Let $W = \{W_t, t \geq 0\}$ be an $m$-dimensional Brownian motion. The process $( \|W_t\|, \mathcal{F}_t )_{t ≥ 0}$ is then a Bessel process, where $\|\cdot\|$ is the Euclidean norm in $R^m$.
Question. Using Statement 1 (with the function $h(x) = e^tx$ and $t>0$), prove that the inequality is true for every $s>0$ and all $x>\sqrt{ms}$:
$$P(\sup\limits_{t∈[0,s]} ||W_t||≥x) ≤ (\frac{sd}{ex^2})^{-m/2} e^{-x^2/(2s)}$$
Statement 1: Let $h: R \rightarrow R_+ $ be a non-decreasing convex function and $(X_n, \mathcal{F}_n)_{1 \leqslant n \leqslant N}$ be a submartingale.
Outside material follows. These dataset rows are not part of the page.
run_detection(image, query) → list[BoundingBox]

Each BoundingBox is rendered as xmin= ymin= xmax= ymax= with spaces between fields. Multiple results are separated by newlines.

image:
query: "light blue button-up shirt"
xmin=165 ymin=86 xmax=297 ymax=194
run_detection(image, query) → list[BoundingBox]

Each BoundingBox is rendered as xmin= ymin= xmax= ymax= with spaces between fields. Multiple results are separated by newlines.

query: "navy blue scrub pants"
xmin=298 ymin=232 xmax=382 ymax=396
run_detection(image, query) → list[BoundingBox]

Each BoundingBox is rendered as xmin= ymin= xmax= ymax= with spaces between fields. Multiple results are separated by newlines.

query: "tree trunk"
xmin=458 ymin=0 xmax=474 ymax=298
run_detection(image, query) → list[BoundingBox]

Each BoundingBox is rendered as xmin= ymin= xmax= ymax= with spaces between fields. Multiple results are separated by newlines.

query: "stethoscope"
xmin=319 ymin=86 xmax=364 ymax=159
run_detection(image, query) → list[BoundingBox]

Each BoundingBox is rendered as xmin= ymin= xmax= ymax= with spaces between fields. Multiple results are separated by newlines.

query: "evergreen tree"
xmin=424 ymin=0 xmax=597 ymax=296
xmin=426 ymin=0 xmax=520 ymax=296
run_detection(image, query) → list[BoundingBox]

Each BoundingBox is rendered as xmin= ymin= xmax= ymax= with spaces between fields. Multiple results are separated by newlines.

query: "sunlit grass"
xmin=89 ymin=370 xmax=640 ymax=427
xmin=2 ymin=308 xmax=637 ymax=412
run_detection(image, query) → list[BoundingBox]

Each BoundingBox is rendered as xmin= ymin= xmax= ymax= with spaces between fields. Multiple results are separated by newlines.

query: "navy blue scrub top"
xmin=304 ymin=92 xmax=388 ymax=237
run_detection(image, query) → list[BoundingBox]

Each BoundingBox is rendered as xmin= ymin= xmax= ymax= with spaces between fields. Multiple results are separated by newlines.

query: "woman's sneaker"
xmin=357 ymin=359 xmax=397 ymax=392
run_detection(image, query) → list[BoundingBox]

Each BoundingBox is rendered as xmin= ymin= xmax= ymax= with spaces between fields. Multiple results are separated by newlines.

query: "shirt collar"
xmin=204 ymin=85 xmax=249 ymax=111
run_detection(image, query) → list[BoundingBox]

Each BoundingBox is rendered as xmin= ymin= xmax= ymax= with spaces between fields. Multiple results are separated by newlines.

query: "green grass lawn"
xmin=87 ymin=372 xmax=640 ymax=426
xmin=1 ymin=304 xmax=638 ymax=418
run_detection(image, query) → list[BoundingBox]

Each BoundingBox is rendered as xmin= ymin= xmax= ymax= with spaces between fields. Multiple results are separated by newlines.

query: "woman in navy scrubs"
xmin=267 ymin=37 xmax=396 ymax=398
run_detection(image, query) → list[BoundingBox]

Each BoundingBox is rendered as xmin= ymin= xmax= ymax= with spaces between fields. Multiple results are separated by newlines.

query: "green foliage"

Then for any $ u \in R$ and $t>0$
\begin{equation} P( \max\limits_{1 \leqslant n \leqslant N} X_n \geqslant u ) \leqslant \mathbb{E} h(t X_n)/h(tu). \end{equation}
Solution:
- First, I need to prove that the process is a submartingale, that is, to prove the most important condition that:
$$E(\|W_t\| \, | \, \mathcal{F}_s)\geq \| W_s \|$$
And since $\mathcal{F}_s$ is a natural filtration, I need to show that
$$E(\|W_t\| \, | \, W_s)\geq \| W_s \|$$
We know that $\|W_t\|= \sqrt{W_1^2 +...+W_t^2}$
And this is where I got stuck.
- Then I was only able to substitute $h$ and get this expression:
$P(\max\limits_{0 \leqslant t \leqslant m} \|W_t\| \geq u)\leq \frac{E(e^{t^2\|W_t\|})}{e^{t^2 u}}$
I'm having trouble calculating the expectation of such complex functions, so I'm hoping for some advice.